A fashion show can be something so profoundly ceremonial that it attains the peculiar power of an occult ritual. I can appreciate why there are people who feel the arc has been devolutionary, rather than evolutionary, but I’m not one of those used-to-be-better types. True, the question I’ve been asked more than any other is how I’ve managed to sustain my interest over such a long stretch of time. Also true, fashion isn’t as infinite as quantum physics. Still, I have hardly ever been bored by The Show: tested, yes, but in half an hour, I’ll be somewhere else, and a world away. I can’t make art or movies or music and I’m fascinated by people who can, even when what they produce is dreadful. Same with fashion. They’re all mysteries I’ve never felt compelled to solve. Who needs quantum physics when infinite patience is your most virtuous self?

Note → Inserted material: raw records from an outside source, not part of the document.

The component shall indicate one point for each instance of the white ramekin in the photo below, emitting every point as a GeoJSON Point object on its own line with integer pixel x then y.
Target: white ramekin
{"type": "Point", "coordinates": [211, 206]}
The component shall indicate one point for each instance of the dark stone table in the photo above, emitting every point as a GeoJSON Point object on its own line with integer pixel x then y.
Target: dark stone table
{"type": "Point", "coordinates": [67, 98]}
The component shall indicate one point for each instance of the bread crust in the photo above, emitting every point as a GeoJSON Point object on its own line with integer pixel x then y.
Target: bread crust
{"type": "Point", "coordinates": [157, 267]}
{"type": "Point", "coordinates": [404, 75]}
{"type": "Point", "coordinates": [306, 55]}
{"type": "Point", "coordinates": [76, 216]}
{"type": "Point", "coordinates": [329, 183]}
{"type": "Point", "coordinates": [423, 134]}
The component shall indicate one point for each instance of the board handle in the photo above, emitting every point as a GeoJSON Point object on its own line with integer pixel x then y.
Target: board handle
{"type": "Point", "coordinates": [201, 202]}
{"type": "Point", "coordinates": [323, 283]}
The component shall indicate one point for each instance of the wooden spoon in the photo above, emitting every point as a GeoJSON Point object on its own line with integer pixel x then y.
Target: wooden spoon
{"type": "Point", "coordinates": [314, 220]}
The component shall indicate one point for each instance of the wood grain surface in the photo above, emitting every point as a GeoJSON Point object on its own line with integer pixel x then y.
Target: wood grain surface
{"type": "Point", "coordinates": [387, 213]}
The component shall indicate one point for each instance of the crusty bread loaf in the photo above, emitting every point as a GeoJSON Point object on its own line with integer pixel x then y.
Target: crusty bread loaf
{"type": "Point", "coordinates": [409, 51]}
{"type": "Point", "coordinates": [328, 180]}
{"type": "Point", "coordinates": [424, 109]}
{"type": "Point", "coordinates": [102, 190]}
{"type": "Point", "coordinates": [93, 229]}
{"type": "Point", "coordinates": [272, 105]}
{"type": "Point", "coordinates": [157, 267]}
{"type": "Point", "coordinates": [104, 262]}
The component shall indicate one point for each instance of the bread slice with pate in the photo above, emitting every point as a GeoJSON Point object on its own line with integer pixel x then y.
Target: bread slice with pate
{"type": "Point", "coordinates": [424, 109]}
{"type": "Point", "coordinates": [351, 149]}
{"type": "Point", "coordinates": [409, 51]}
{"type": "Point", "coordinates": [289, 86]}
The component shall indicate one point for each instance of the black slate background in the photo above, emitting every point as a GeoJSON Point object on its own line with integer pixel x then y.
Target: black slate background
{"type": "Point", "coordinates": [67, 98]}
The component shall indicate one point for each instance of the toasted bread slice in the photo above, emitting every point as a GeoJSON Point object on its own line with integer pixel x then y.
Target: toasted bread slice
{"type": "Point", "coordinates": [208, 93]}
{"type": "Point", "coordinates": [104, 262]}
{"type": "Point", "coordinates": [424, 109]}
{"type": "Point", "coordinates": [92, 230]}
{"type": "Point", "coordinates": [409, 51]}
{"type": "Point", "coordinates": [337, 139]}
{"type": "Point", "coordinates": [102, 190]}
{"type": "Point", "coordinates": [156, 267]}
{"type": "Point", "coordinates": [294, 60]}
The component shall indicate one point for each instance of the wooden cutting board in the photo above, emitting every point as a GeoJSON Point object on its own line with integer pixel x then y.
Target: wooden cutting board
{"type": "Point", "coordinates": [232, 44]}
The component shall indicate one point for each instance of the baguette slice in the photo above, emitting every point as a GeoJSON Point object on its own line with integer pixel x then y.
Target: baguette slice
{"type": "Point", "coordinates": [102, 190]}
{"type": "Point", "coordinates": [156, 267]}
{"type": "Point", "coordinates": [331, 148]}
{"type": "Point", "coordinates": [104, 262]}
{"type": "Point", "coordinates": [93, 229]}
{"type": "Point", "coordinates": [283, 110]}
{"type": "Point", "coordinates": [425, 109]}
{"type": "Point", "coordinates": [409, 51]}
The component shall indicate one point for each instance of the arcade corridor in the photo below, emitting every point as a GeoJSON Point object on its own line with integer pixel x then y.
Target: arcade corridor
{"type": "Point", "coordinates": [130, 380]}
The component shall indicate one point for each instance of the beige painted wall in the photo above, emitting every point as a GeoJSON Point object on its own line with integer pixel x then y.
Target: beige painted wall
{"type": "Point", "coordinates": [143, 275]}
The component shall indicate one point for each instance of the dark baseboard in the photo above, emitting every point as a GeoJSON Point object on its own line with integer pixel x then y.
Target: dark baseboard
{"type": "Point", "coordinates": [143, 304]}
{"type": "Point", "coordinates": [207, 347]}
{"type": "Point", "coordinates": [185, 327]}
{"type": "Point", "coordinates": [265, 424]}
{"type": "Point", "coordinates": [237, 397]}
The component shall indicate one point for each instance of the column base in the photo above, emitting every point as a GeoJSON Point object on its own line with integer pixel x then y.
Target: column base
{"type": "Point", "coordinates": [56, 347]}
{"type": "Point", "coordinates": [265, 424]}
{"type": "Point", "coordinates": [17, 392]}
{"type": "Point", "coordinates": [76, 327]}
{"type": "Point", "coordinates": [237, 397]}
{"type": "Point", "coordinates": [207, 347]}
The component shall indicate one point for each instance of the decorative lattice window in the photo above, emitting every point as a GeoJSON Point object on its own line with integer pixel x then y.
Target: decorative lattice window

So, I come to praise The Show, not to bury it. Anyway, rumours of its death are clearly exaggerated. The coming weeks will see a wave of digital simulacra, and there is hubbub about physical get-togethers in September, Second Wave willing. So, consider present circumstances a state of suspended animation, like a beauty that’s sleeping. I do know this: when it wakes, it will be a very different creature. For instance, my friend Jamie in New York is working with a company called Sensorium, who are trying to perfect the virtual fashion show with a multi-pronged approach that embraces traditional video and stills, 3D motion capture and 3D “photogrammetry.” They talk about “transcending the physical runway” — I guess they have to, don’t they? — but intriguingly, they also emphasise “presence,” which I take to mean the feeling of actually being somewhere. VR’s genuine ability to embed you in an alternate reality was devastatingly brought home to me by Alejandro González Iñárritu’s Carne y Arena, a short film following a group of migrants as they cross the Mexican border into the US. The sensation of sheer physical terror was jolting.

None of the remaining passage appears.